Parlare di “Nuove Brigate Rosse”, quindi, ha poco senso: i nomi si riaffacciano, e anche i brodi di coltura sono sempre gli stessi: molti arrestati erano delegati della CGIL e frequentavano vari “centri sociali”.

Dopo gli arresti sono apparsi i volantini di sostegno (quattro arresti: ma sono già tutti liberi… quand’è che si parlerà di tolleranza zero anche per i terroristi? Chi deve morire ancora?) e persino gli striscioni esibiti durante la “pacifica” manifestazione a Vicenza contro la base americana.

Ma c’è di peggio. Nei “centri sociali” e tra i vari “disobbedienti” circola da un lato il sostegno alle nuove BR, dall’altro la disinformazione che cerca di sostenere che le BR e l’omicidio Moro siano stati opera della CIA. Addirittura c’è chi scrive che gli arresti di Padova siano una strana coincidenza con la manifestazione di Vicenza, a voler insinuare che si tratta di arresti effettuati solo per influenzare l’opinione pubblica. Un esempio: l’articolo di Marco Cedolin su SocialPress.
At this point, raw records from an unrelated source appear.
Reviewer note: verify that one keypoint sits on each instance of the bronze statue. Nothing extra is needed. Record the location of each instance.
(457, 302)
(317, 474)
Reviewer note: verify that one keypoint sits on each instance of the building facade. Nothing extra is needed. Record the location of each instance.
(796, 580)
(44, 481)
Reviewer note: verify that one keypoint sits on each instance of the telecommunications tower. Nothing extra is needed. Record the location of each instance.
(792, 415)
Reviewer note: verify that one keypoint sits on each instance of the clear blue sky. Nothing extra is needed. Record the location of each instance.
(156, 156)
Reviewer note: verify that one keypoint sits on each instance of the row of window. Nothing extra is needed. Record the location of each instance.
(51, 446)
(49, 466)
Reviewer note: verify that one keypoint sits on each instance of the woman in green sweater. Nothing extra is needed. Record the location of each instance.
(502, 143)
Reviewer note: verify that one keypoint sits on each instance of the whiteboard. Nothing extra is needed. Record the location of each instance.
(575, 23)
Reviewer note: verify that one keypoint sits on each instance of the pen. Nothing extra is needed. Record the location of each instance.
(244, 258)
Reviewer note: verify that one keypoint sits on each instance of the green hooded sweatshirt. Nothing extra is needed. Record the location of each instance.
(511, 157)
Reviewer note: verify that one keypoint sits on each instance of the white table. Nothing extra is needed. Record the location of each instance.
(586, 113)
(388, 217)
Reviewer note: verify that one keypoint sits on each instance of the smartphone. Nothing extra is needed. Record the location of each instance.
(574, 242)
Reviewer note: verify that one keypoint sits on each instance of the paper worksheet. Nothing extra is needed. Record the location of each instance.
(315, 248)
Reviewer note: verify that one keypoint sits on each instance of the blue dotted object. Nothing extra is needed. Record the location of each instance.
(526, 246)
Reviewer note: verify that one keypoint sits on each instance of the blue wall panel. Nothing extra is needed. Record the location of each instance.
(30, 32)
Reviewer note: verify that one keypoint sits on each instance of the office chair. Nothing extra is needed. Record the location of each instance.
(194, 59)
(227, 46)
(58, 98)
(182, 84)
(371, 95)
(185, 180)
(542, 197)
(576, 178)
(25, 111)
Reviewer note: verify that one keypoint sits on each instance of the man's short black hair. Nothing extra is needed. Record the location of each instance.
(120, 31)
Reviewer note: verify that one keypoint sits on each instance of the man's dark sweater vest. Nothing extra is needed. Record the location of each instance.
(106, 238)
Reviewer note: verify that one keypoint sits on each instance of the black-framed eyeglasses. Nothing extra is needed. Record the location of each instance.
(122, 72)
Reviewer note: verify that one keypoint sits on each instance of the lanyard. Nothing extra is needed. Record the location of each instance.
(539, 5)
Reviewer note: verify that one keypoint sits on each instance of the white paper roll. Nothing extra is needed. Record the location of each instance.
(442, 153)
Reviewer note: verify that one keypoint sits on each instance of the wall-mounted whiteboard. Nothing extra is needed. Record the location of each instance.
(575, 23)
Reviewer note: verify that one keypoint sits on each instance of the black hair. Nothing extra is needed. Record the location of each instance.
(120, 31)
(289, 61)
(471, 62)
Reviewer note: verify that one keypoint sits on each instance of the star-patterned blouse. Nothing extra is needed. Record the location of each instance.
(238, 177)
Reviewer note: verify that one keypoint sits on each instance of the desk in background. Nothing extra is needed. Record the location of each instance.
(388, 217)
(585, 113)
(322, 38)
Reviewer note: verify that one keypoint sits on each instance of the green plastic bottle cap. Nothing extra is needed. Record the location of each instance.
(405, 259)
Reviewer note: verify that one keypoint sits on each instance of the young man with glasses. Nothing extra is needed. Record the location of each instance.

Disinformazione pura: gli striscioni di Vicenza sfilavano in una manifestazione anti-americana, e i Kalashnikov e le Skorpio di Padova erano armi vere, così come lo sono state le dichiarazioni di chi si è proclamato “prigioniero politico” al momento dell’arresto.

Ma lo scopo di persone come Marco Cedolin è quello di “montare” i giovani contro lo Stato e contro le Istituzioni, di insinuare il dubbio che il terrorismo non esiste e se esiste è terrorismo di Stato. Quei giovani, che frequentano i centri sociali e studiano nei licei e nelle università, ce li ritroviamo di fronte nelle manifestazioni e nelle proteste.

Non è un caso che le scritte contro la Polizia e contro Filippo Raciti, apparse dopo la tragedia di Catania, tracciassero parallelismi con i fatti di Genova e con la morte di Carlo Giuliani.

Abbiamo decine di ex (?) terroristi liberi in Italia; decine al sicuro in Francia; centri sociali e ambienti sindacali in cui si cova l’odio e la violenza contro le Istituzioni; scritte sui muri; volantini, striscioni; giornalisti e parlamentari che istigano studenti, disadattati e lavoratori; ex (?) terroristi scrivono sui giornali e siedono in Parlamento; aule parlamentari e vie cittadine sono intitolate a chi ha cercato di uccidere e colpire gli appartenenti alle forze dell’ordine.

Che garanzie abbiamo che questa gente non approfitti anche dei disordini agli stadi per portare i propri attacchi contro la Polizia e contro le altre forze dell’ordine? 

Il rischio per le nostre vite e per lo Stato democratico non è rappresentato solo dal facinoroso allo stadio o dal terrorista con la mitraglietta: il vero rischio è questa diffusione di idee eversive ed estremiste che si allarga a macchia d’olio in tutti gli strati della società,  e che punta a un’inversione dei ruoli, dove le Istituzioni sono il nemico e chi le combatte è amico del popolo.

Quanti morti ci vorranno prima che il Paese prenda coscienza di questo rischio?